Why do we have such behaviour in Spark?
Why only Integer columns?
What is it that I'm doing wrong here, what is the proper way to handle null's within UDF when the UDF parameter is null?

zero323
  • 322,348
  • 103
  • 959
  • 935
Sudev Ambadi
  • 655
  • 6
  • 12
  • see also https://stackoverflow.com/questions/42791912/how-to-deal-with-spark-udf-input-output-of-primitive-nullable-type – Raphael Roth Sep 05 '17 at 11:39

2 Answers2

10

The issue is that null is not a valid value for scala Int (which is the backing value) while it is a valid value for String. Int is equivalent to java int primitive and must have a value.

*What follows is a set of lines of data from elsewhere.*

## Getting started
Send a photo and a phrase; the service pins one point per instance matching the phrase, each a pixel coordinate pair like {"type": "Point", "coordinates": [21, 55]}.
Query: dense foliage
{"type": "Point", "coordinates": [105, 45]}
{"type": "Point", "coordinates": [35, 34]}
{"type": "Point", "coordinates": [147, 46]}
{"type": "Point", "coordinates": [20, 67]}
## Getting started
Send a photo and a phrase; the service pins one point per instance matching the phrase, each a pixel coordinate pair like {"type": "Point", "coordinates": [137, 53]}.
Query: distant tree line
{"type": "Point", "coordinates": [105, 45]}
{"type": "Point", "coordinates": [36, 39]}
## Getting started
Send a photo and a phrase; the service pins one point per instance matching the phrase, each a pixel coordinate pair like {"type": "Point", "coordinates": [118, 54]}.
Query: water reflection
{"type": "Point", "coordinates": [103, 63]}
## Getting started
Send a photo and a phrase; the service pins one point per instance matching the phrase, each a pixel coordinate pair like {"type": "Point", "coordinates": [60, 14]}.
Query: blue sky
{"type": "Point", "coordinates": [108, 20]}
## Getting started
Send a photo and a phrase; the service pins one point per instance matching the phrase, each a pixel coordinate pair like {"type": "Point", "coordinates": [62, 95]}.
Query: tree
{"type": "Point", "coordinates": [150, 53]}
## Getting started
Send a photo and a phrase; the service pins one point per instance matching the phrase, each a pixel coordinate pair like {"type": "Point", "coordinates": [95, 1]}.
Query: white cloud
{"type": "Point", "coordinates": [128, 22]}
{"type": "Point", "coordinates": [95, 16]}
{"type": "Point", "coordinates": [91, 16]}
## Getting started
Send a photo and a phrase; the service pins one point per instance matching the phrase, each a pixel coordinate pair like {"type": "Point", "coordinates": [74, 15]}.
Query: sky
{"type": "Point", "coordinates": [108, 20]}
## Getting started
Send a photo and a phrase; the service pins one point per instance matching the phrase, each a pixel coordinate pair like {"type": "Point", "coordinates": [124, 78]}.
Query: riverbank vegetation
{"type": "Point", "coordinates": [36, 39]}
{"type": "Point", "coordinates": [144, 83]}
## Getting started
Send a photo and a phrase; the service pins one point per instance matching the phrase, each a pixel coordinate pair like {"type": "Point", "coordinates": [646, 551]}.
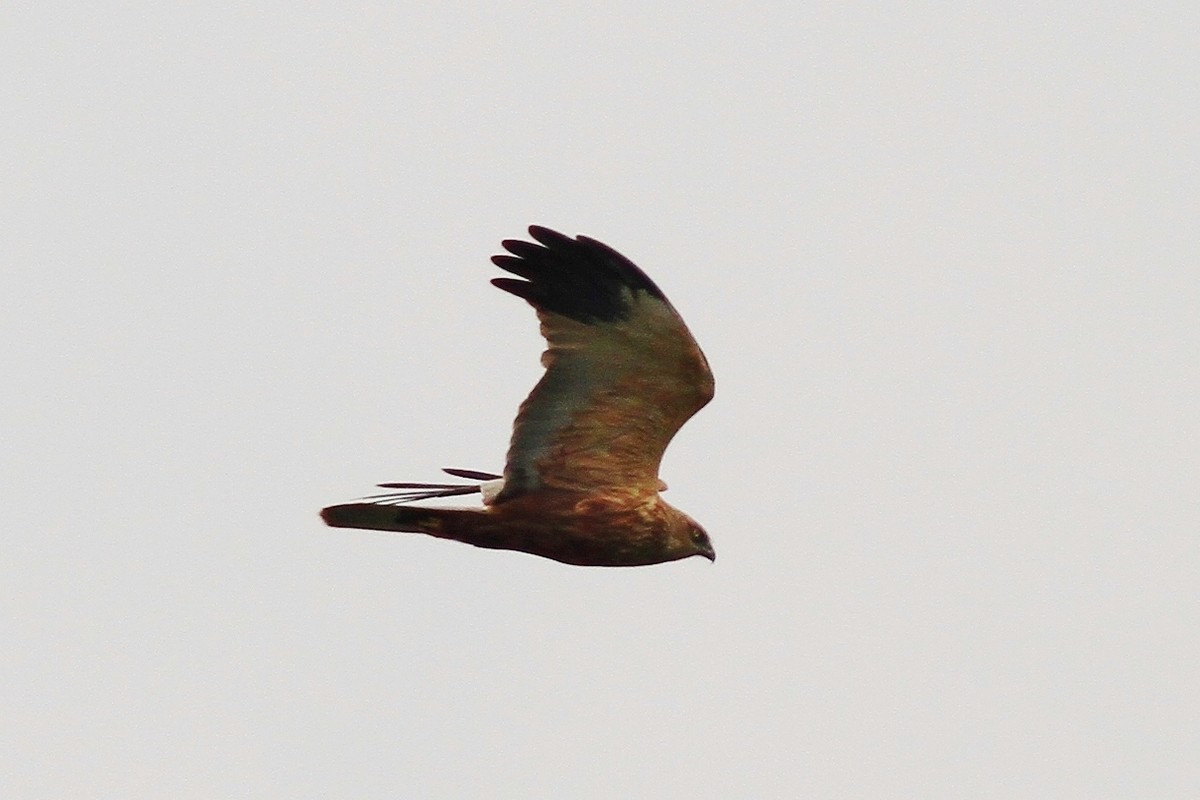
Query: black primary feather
{"type": "Point", "coordinates": [580, 277]}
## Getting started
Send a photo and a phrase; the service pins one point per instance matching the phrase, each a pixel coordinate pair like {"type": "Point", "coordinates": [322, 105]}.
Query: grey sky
{"type": "Point", "coordinates": [941, 258]}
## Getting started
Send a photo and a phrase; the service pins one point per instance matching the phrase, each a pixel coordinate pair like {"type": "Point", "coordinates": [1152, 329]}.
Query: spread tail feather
{"type": "Point", "coordinates": [382, 517]}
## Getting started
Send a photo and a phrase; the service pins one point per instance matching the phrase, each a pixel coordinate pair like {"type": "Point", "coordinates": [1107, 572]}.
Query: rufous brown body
{"type": "Point", "coordinates": [581, 482]}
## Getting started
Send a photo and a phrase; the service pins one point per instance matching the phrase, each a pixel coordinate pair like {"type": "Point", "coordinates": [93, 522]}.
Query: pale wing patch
{"type": "Point", "coordinates": [612, 397]}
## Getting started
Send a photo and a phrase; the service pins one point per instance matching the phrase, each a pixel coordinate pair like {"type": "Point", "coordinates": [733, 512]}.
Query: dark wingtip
{"type": "Point", "coordinates": [579, 277]}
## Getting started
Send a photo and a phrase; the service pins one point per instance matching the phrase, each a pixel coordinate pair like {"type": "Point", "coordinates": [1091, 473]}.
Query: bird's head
{"type": "Point", "coordinates": [688, 537]}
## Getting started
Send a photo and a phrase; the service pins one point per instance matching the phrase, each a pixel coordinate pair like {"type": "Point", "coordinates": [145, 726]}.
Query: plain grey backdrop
{"type": "Point", "coordinates": [942, 258]}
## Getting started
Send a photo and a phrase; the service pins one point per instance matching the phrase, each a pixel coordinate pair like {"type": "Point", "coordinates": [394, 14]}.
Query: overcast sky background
{"type": "Point", "coordinates": [942, 258]}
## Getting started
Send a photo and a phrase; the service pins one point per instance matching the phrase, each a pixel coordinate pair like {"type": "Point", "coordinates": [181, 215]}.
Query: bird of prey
{"type": "Point", "coordinates": [581, 480]}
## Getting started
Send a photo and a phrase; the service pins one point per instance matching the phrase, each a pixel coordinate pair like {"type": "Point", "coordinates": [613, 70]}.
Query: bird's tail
{"type": "Point", "coordinates": [383, 517]}
{"type": "Point", "coordinates": [490, 486]}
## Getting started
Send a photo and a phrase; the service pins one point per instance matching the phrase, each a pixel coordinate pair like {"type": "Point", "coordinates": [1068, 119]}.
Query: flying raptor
{"type": "Point", "coordinates": [581, 480]}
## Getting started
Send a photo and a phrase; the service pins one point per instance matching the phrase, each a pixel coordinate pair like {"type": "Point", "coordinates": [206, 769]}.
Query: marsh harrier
{"type": "Point", "coordinates": [581, 483]}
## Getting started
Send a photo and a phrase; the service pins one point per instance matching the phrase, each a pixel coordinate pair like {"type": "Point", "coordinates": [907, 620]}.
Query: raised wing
{"type": "Point", "coordinates": [623, 373]}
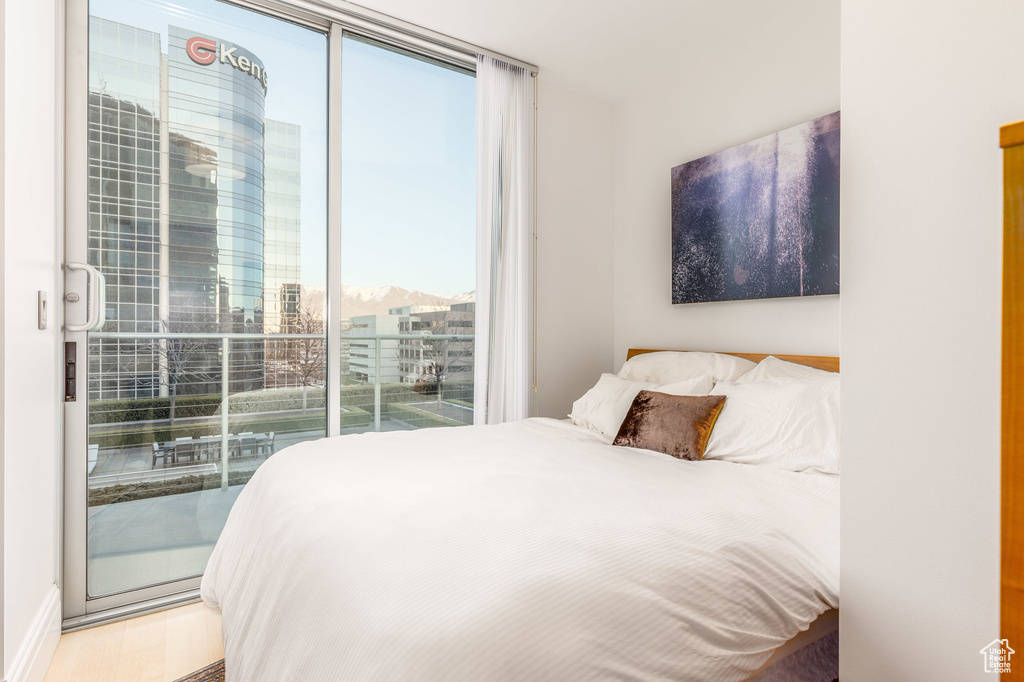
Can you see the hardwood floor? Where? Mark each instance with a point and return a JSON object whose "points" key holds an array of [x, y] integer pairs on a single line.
{"points": [[158, 647]]}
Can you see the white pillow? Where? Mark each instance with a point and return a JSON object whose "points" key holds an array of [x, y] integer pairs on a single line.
{"points": [[670, 367], [698, 386], [773, 368], [603, 408], [782, 423]]}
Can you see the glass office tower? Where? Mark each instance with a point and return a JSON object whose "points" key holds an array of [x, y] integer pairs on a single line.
{"points": [[181, 218]]}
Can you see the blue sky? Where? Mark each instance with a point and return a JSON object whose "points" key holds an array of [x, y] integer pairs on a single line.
{"points": [[409, 194]]}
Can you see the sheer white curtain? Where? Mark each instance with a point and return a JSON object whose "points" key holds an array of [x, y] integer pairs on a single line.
{"points": [[504, 219]]}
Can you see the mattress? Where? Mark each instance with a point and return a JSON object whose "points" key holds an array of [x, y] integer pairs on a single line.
{"points": [[526, 551]]}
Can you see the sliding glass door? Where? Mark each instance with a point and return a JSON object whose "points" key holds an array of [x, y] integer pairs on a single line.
{"points": [[201, 229], [408, 240], [270, 239]]}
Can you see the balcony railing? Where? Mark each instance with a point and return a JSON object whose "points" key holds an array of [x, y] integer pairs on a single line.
{"points": [[242, 365]]}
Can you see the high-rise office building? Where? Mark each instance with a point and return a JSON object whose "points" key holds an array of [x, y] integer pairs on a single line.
{"points": [[193, 208]]}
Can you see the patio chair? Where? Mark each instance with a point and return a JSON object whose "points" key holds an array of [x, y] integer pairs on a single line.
{"points": [[247, 443], [184, 448], [162, 454], [266, 444]]}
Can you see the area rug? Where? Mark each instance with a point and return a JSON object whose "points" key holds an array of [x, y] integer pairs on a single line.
{"points": [[212, 673]]}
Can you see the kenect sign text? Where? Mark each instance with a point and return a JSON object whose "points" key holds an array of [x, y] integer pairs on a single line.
{"points": [[204, 52]]}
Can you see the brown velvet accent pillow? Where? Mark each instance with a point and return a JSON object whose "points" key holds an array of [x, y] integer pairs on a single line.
{"points": [[677, 425]]}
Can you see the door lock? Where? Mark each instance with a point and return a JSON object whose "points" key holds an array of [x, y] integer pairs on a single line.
{"points": [[71, 374]]}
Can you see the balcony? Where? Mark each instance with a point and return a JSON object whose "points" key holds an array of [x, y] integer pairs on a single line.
{"points": [[184, 436]]}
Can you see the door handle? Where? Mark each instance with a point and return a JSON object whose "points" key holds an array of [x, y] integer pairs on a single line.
{"points": [[95, 302]]}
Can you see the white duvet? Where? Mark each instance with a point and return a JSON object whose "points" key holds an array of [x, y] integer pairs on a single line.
{"points": [[530, 551]]}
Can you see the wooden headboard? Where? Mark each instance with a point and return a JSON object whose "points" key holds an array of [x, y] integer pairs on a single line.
{"points": [[826, 363]]}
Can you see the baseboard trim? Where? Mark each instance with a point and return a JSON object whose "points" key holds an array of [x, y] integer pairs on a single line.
{"points": [[33, 661]]}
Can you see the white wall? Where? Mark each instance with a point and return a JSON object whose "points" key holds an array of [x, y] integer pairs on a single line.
{"points": [[925, 89], [31, 606], [751, 79], [573, 260]]}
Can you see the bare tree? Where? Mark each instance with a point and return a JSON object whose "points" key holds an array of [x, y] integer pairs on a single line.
{"points": [[305, 358], [448, 358]]}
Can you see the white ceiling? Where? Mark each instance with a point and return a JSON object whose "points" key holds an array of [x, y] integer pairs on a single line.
{"points": [[613, 50]]}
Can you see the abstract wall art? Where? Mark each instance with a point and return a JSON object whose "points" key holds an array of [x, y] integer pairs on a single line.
{"points": [[759, 220]]}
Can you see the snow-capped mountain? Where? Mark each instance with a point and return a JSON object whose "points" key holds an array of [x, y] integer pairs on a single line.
{"points": [[376, 300]]}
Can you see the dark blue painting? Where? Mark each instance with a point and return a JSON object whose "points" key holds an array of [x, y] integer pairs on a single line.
{"points": [[760, 220]]}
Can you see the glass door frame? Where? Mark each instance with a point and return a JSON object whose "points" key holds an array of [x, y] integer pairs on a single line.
{"points": [[79, 609], [333, 20]]}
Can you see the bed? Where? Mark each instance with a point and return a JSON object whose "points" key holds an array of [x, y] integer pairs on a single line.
{"points": [[535, 550]]}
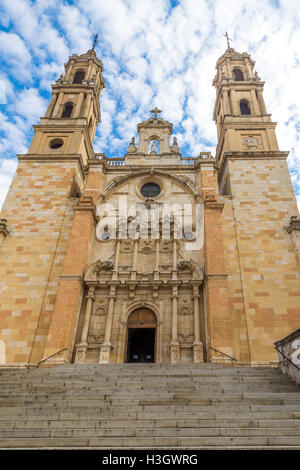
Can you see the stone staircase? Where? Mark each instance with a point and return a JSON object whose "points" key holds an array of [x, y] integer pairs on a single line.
{"points": [[149, 406]]}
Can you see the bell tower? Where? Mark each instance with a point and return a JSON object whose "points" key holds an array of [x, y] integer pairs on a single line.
{"points": [[243, 123], [73, 113], [49, 217], [259, 201]]}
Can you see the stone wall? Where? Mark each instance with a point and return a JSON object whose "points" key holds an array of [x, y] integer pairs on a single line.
{"points": [[39, 215]]}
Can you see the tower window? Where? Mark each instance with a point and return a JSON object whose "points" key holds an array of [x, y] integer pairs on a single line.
{"points": [[244, 107], [79, 76], [238, 75], [68, 108], [150, 190], [56, 143]]}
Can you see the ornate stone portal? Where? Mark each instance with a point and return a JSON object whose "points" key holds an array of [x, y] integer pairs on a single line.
{"points": [[152, 271]]}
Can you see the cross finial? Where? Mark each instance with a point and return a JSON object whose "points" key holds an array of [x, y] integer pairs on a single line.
{"points": [[95, 36], [228, 39], [155, 111]]}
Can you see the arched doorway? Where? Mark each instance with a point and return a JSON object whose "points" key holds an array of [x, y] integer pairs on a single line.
{"points": [[141, 336]]}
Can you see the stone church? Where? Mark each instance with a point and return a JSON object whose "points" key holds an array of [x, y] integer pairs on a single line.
{"points": [[153, 256]]}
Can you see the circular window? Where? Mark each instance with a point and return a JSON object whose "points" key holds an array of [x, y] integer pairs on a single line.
{"points": [[150, 190], [56, 143], [189, 235], [105, 236]]}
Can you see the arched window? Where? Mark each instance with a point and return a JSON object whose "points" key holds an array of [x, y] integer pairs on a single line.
{"points": [[154, 146], [68, 108], [238, 75], [244, 107], [79, 76]]}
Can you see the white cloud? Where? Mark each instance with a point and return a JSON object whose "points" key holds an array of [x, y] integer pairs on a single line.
{"points": [[7, 170], [154, 55]]}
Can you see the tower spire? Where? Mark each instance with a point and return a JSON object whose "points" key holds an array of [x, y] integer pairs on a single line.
{"points": [[228, 39], [95, 41]]}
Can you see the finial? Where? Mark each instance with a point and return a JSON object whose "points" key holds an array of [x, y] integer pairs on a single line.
{"points": [[228, 39], [95, 36], [155, 111]]}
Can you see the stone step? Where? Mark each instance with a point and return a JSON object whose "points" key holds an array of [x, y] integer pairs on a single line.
{"points": [[27, 423], [149, 432], [150, 442]]}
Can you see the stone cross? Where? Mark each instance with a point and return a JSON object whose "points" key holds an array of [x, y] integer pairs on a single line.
{"points": [[95, 37], [228, 39], [156, 111]]}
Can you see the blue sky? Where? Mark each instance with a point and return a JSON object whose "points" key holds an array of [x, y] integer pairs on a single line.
{"points": [[155, 53]]}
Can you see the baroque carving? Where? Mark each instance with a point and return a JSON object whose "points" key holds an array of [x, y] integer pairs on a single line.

This means the udf can't be called when the value is null and therefore null remains.

There are two ways to solve this:

  1. Change the function to accept java.lang.Integer (which is an object and can be null)
  2. If you can't change the function, you can use when/otherwise to do something special in case of null. For example when(col("int col").isNull, someValue).otherwise(the original call)
Tim Gautier
  • 29,150
  • 5
  • 46
  • 53
Assaf Mendelson
  • 12,701
  • 5
  • 47
  • 56
  • 2
    there is also a third option which allows you to stick with Scala Int: pack the arguments in a struct (using `df.withColumn("valid", spark_udf(struct(df.col("LastName"), df.col("DepartmentID"))))`) and use `Row` as the input parameter for the udf. Inside the udf, you can then check the row for null values using `row.isNullAt(i: Int)` – Raphael Roth Sep 05 '17 at 11:35
1

To accept null, Please use Integer ( Java datatype instead of Scala Int)

def spark_udf_func(s: String, i:Integer): Boolean = { 
    // I'm returning true regardless of the parameters passed to it.
    if(i == null) false else true
}
SunnyShah
  • 28,934
  • 30
  • 90
  • 137